For a long time, people would confirm that they’d rather watch a flawed character, but deep down, they’d like to be Superman.  Because his humility, kindness and resilient mental health are a perfect match for his unlimited powers.  Unfortunately, as we’ve turned our lives into a reality show, more people seem happier emphasising their mess.*
(Seth Godin)

Many can be the challenges within, even more than those without.  The good news is:

‘Everyone has some Superman in them.  But it takes emotional labour and hard work to reclaim it.’*

Our superpowers, though, are unlikely to stop buildings collapsing with our bare hands and make it possible to fly.  There are, however, amazing powers to be found that, largely, go unnoticed, like patience.  Who’d have thought patience might be a superpower:

“And patience has a positive tonic effect on others; because of the presence of the patient person, they revive and go on, as if he were the gyroscope of the ship providing a stable ground.”**

At any, we are both who we are and what we do – we are an incomplete truth.  Without these, our different looks like everyone else and being different takes us nowhere that really matters.  Youngme Moon describes an assignment from her high school days, ‘to go for twenty-four hours trying to be nonconformist … a chance to reveal a more authentic version of ourselves to each other’.^  Her repost to this challenge was to wear pyjamas and sweatshirt – pretty much the same as the rest of her year.  Except for one quiet person, J, who began standing up to answer questions, respectfully as if they mattered to him:

‘What I learned from this assignment was that there are two kinds of difference.  There is a kind of difference that says nothing, and there is a kind of difference that speaks volumes. … I chose a kind of difference that said nothing.  Not that I was alone in this respect; most of us chose to say nothing that day.’^

True nonconformists ‘change the paradigm of what people believe possible’^^ and we all have different ways of displaying this:

‘But each of is is temperamentally sensitive to a certain range of information that we learn to value more than most other people do, and it is likely that we will consider feedback involving that information to be more relevant than others might.’*^

Another way of seeing this, through the lens of character and personality, is to notice what matters to you and why it matters.
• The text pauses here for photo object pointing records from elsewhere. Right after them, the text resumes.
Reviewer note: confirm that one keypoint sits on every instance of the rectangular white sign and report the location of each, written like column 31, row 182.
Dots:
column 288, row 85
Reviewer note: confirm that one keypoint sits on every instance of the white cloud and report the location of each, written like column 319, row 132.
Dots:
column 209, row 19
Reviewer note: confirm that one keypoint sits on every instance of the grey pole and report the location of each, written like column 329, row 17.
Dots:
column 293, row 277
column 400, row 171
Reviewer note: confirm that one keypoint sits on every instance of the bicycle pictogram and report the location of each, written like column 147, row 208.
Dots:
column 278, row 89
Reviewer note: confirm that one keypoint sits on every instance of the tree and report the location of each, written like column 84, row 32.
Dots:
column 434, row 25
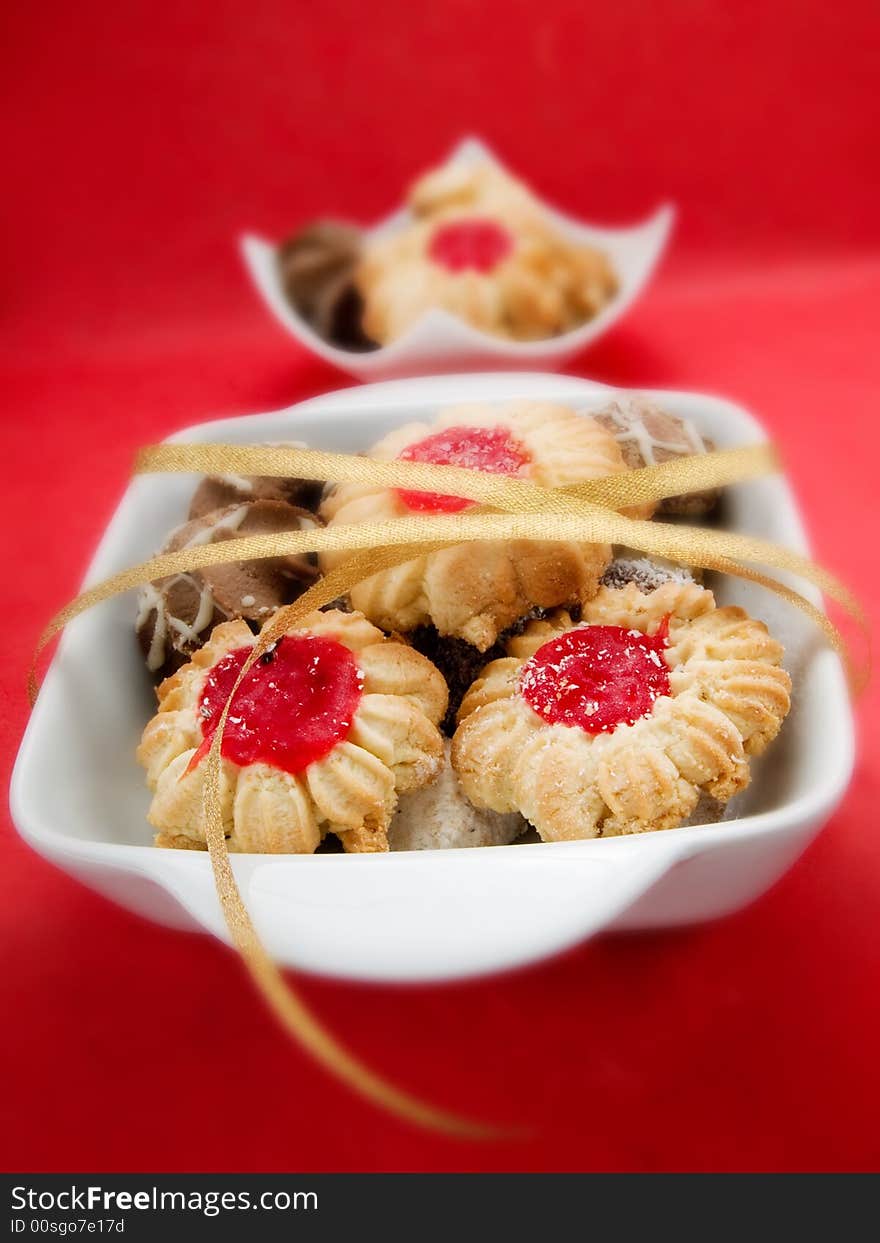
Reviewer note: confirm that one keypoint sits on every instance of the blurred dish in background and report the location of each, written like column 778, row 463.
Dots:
column 474, row 270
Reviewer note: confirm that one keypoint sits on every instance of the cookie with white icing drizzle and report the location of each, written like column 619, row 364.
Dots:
column 218, row 491
column 649, row 435
column 177, row 614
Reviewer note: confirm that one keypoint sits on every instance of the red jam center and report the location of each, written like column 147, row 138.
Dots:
column 292, row 707
column 489, row 449
column 475, row 245
column 598, row 676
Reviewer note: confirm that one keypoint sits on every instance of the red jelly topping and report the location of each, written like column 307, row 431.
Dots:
column 471, row 244
column 489, row 449
column 598, row 676
column 292, row 707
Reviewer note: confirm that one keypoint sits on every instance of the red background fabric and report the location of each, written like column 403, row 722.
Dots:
column 139, row 141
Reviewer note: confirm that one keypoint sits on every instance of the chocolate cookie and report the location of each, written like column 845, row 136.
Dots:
column 317, row 271
column 649, row 435
column 218, row 491
column 177, row 614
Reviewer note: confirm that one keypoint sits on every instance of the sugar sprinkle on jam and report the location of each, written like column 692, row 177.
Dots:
column 295, row 704
column 597, row 676
column 494, row 450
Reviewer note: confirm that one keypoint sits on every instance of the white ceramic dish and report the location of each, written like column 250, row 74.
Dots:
column 78, row 796
column 441, row 342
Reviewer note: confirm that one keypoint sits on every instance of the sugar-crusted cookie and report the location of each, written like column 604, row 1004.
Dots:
column 619, row 724
column 439, row 817
column 476, row 591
Your MUST is what your life is saying you have to do in response to something that matters in the world.

In the journeys I take with people, I ask them to keep two lists over several weeks: a “loved it” list and a “loathed it” list.  These are about noticing energy: the loved it for noticing when we are really energised by something, the loathed it for when we feel energy seeping out of us in a dangerous way.  In-between there’s a lot of “white noise.”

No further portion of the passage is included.